El guión de Ron Nyswaner, autor también del libreto de otro filme de características similares ya citado, Philadelphia, está bien construido y juega con la gradación adecuada en estos casos, con las innúmeras dificultades del inicio y de qué forma la tenacidad y la persistencia de los protagonistas van consiguiendo vencerlas poco a poco, hasta llegar al correspondiente clímax final, sin el que el cine no sería cine, ni siquiera el cine de tesis…
Julianne Moore está, como siempre, excepcional. No recordamos una película de la actriz en la que no esté sublime. Aquí se entrega en cuerpo y alma al personaje de la detective de Policía que no quería salir del armario por motivos profesionales, pero que cuando tuvo que afrontarlo lo hizo con todas sus consecuencias: atrás quedarán los temores a la pérdida de la estima de sus colegas, el miedo a perder su posible ascenso, la renuencia a exponer en la plaza pública sus deseos más íntimos. Todo quedará atrás ante la tozuda, bendita voluntad de hacer lo correcto, de evitar que su pareja sea privada de lo que legítimamente le corresponde, un último acto de amor (este sí….) incondicional.
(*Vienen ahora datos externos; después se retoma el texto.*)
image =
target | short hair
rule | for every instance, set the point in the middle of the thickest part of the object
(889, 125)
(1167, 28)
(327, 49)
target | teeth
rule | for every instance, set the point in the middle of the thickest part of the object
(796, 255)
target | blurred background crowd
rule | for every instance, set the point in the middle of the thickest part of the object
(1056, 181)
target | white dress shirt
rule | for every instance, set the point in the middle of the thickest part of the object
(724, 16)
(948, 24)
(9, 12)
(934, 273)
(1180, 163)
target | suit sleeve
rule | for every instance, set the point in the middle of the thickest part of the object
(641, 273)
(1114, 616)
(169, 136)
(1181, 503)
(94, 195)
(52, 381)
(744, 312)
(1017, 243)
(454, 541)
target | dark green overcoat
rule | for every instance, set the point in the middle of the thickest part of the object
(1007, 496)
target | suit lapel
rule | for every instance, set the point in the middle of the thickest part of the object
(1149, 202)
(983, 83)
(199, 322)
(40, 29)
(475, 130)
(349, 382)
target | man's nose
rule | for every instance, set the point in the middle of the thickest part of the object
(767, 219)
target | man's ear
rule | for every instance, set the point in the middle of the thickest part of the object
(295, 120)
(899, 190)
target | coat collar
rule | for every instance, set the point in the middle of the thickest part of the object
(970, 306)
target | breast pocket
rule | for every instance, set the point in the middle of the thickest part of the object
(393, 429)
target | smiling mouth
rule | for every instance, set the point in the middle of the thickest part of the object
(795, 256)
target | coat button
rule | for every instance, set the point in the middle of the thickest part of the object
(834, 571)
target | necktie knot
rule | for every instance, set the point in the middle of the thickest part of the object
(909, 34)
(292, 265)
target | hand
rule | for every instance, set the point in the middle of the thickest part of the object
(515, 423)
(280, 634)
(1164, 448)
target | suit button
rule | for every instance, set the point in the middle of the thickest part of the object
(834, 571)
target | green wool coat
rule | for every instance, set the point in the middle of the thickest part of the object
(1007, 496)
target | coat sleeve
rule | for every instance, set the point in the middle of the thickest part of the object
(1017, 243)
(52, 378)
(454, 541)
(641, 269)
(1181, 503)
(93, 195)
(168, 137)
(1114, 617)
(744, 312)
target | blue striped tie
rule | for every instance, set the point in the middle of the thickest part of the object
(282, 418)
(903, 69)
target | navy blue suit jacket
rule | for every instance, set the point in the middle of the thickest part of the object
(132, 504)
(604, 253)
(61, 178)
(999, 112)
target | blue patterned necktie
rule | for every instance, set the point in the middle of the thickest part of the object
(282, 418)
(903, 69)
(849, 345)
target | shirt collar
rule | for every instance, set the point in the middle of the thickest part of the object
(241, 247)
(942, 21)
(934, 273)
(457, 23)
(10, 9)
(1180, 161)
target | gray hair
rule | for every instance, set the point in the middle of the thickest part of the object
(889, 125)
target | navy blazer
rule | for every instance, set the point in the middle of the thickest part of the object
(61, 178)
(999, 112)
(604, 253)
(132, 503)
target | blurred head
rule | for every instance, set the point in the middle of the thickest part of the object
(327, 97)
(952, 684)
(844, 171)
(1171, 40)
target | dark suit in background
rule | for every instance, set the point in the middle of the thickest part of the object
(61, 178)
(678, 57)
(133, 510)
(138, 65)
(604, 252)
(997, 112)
Ellen Page, que interpreta el personaje de la jovencísima amante de Julianne Moore, está bien, aunque palidece ante el recital de Julianne. Entre los secundarios me quedo con un Michael Shannon que, por una vez, abandona los papeles de villano que tanto juego le dan, para ser el primer adalid, el más importante paladín (hetero, además, como él se encarga de remarcar) de la causa de su colega, de su amiga. Pero el que está que se sale es Steve Carell, que trasciende su habitual rol de comicastro en un personaje que, si en la realidad es como aquí se representa, es todo un tipo: judío militante (esa kipá o bonetillo hebreo permanentemente encasquetado en su coronilla), gay con pluma desplegada, de clase media con pareja estable, vibrante, casi circense activista de los derechos de los homosexuales. Carell no fue la primera opción para el personaje, sino otro actor también perito en comedietas, Zach Galifianakis, pero creo que Steve borda el papel, sin por ello menospreciar al notable secundario de Birdman.